In a telephone conversation Monday, Mr. Poole said there is no question the size of the Island’s deer population has a direct relationship to deer tick numbers. To that extent, he said, the annual deer harvest is important to accomplishing the group’s goals. “The deer population provides a critical link to the whole tick life cycle,” Mr. Poole said, “and the whole tick-borne illness puzzle on the Vineyard.”
Profesor Sam Telford, an associate professor of infectious diseases at the Tufts University School of Veterinary Medicine and a well-known tick researcher who conducts field work on Nantucket and Martha’s Vineyard, is assisting the TBDC.
In numerous Island discussions he has highlighted deer numbers and landscape practices as critical factors in deer tick numbers.
Mr. Telford said deer tick numbers do not appear to be any different on Martha’s Vineyard this year, unlike those on the mainland where they were three to five times higher this fall, likely due to an increase in chipmunks and squirrels as a result of very heavy masting during 2010.

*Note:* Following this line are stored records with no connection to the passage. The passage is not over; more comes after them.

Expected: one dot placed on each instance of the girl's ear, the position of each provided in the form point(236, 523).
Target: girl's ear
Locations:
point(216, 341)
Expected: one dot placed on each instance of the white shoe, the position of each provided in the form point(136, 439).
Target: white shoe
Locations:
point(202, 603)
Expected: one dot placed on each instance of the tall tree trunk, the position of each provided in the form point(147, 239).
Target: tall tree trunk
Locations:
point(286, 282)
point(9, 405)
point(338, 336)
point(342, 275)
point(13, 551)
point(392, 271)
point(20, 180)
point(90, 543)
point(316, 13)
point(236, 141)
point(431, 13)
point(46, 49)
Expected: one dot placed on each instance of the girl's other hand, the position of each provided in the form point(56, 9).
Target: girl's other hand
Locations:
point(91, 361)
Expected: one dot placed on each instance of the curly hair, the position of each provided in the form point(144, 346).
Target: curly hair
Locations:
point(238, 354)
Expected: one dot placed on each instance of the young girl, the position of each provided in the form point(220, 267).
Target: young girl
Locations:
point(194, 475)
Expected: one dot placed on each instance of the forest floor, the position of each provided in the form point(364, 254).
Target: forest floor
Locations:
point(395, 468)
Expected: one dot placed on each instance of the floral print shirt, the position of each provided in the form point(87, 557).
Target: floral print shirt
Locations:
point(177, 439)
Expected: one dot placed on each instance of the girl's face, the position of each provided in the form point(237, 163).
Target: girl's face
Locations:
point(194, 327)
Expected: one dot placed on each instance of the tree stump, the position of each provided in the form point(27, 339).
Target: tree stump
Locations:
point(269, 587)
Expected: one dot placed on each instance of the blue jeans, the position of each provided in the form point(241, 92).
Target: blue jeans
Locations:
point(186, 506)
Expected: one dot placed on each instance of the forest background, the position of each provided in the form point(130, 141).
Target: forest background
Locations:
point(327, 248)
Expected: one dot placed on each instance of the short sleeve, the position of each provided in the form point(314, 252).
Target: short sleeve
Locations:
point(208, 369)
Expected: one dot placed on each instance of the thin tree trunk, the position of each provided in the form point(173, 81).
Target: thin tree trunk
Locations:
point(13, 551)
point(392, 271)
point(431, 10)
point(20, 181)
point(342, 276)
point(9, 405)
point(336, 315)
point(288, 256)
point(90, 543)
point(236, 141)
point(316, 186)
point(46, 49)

“These rodents fed a lot of nymphal deer ticks, which turned into the adult ticks,” he said in an email to The Times. “It did not hurt that the summer was wet and cooler, which helps tick survival.”
Mr. Telford said the annual deer harvest is the main mechanism for regulating the abundance of deer. “If deer were allowed to increase, there would be more deer ticks, more car-deer collisions, and more loss of plant diversity,” he said. “I would also argue that being able to harvest local resources may greatly help some families through these tough economic times.”